For a long time I chalked it up to an innate sadistic nature. True sadists exist, albeit rarely. But what if G. was not a sadist? What if I demonized him in order to sanctify my victimhood, an effort to make the blacks blacker and the whites whiter? I do like my worldviews clear cut. And what if – and this thought frightens me more than I will admit out loud – we are more alike than I previously thought? Was that what it was like for him when he held me down and choked me until I saw shooting stars, both of us knowing that help and friends were a mere 10 feet away and yet I could not and he would not make a sound? Did he get that same hot rush? Did his hands tremble with excitement like mine had? Did he picture my blood and tears perfectly in his mind’s eye? Did he laugh?
And, most importantly, does that mean that I harbor the same impulse to harm? If you want to play a fun party game, think of the things that annoy you most about people. Chances are those things are your personal weakness as well. You hate them because you are them. I am deeply afraid of cultivating that instinct to hurt in myself. I am afraid of Karate if it brings that out in me. Some of you may say that this is just my body’s way of learning how stay safe.

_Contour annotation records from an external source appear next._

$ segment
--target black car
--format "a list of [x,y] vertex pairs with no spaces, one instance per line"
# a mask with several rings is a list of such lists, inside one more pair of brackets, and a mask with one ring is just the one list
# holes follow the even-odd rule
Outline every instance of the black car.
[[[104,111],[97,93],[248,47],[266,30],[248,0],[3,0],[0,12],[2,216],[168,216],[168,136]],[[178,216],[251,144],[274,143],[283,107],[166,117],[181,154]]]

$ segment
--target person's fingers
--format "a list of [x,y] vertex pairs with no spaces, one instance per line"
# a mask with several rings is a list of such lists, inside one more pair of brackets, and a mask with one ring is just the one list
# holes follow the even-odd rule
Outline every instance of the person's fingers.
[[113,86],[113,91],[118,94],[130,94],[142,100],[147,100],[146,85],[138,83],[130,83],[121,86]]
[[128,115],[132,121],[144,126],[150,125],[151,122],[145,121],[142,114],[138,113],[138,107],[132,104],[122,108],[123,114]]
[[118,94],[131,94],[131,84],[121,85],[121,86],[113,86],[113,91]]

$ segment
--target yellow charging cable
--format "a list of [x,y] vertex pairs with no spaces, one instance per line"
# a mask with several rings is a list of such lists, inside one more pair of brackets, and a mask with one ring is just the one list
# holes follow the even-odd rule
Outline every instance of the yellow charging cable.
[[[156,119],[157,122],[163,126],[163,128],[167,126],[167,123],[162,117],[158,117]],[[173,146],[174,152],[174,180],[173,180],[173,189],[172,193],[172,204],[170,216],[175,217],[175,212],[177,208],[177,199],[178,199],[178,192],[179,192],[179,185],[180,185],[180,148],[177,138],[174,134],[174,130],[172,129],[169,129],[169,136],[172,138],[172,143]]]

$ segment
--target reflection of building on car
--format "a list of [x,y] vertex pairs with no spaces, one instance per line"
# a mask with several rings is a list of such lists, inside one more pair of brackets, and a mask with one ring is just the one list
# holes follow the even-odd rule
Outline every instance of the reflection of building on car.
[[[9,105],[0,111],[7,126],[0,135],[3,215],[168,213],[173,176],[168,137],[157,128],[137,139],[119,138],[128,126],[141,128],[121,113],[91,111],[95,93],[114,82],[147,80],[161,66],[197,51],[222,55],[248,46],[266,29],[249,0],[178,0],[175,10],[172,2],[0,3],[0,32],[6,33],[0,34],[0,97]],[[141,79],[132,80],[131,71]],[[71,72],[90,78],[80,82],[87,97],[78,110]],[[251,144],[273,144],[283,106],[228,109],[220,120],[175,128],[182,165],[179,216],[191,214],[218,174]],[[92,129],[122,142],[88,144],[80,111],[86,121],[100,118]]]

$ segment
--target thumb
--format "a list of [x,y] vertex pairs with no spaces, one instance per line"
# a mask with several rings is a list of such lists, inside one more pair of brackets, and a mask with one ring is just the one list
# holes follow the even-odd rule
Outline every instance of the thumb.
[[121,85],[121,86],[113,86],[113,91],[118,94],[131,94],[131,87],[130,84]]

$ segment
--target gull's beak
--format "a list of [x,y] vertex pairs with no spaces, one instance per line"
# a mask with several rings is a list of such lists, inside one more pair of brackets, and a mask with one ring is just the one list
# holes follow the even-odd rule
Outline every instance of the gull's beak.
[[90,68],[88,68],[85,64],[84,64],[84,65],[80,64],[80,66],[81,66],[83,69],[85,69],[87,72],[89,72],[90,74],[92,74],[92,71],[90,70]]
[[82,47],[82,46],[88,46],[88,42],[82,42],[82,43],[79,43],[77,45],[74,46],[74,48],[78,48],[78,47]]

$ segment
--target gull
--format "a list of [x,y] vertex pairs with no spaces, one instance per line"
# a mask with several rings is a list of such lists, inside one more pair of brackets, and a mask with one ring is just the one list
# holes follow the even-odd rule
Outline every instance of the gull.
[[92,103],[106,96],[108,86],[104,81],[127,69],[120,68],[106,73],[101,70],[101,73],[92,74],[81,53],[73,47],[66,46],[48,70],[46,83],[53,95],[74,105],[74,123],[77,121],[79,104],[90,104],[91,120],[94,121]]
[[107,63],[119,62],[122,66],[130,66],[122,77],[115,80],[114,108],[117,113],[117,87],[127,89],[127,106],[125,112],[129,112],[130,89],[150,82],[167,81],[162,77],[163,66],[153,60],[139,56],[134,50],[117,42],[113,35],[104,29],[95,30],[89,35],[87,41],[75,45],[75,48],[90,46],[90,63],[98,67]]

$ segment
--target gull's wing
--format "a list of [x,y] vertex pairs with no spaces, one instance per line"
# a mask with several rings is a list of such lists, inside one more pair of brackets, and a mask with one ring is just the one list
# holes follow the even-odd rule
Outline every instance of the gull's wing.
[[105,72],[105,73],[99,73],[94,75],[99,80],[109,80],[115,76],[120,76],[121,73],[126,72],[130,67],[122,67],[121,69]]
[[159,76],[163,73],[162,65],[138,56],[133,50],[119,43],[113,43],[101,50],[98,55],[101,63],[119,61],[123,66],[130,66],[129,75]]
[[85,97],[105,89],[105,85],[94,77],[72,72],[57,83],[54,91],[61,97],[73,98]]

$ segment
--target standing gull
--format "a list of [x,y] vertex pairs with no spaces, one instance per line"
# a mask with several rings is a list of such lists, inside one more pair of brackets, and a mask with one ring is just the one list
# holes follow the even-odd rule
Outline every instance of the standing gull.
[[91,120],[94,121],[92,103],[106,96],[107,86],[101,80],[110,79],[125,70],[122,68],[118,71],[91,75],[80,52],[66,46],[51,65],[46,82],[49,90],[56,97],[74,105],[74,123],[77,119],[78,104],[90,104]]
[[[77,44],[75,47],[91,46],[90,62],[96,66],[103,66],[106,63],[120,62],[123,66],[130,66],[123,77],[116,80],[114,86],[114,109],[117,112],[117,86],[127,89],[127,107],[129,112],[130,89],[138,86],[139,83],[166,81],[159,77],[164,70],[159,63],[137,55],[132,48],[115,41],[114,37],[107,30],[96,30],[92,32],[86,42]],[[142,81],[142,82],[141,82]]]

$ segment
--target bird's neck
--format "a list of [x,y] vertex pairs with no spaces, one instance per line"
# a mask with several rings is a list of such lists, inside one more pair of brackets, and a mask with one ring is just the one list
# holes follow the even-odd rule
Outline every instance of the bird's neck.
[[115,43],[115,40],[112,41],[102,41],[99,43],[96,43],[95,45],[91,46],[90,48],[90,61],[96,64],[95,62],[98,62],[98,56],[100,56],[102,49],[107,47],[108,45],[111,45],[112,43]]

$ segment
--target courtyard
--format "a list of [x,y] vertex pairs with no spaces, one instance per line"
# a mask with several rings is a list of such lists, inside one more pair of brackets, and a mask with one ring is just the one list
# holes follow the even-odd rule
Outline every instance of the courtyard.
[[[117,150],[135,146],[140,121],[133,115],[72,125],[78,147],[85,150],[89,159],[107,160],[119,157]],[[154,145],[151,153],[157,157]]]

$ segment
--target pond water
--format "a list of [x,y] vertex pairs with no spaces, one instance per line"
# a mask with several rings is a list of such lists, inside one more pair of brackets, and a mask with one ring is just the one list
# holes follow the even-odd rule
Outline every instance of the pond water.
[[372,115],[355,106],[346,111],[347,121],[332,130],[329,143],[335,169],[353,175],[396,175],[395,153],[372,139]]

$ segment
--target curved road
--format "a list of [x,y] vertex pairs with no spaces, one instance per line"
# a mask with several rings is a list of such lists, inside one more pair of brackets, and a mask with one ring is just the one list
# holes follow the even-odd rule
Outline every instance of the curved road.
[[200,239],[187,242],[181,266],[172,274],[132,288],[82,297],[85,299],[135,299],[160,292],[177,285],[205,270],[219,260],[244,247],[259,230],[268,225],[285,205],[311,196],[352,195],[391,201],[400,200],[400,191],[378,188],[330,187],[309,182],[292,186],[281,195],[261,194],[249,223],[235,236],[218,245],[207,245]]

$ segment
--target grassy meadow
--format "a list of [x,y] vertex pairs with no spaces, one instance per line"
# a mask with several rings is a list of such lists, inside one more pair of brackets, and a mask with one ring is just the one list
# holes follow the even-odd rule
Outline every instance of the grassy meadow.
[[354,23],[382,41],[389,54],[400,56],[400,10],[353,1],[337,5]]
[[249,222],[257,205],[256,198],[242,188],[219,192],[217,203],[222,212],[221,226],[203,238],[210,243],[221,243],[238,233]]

That I’ve been violated so it only makes sense that I would feel a need to defend myself.
To which I would reply, with shame, that it was not about the defense. As I stood in my bathroom later that night after my Karate lesson was long done and everyone was safely in their beds, examing the bruises on my arms from wrist to elbow that were already beginning to swell and purple, I knew what it was. It was aggression.
I am my own worst nightmare.
I’m not exactly sure what I hope to gain by telling you this. I can’t hardly expect people to chime in with “Oh no, Charlotte! You’re totally normal, I dream about killing random people all the time!” Even if you do. And most of you are too kind to say, “Might be time to talk to that doctor about some more happy pills, sweetie.” At best I suppose this might give me more personal space in TurboKick. Except that it really bothers me that I feel this way. How do I make it stop?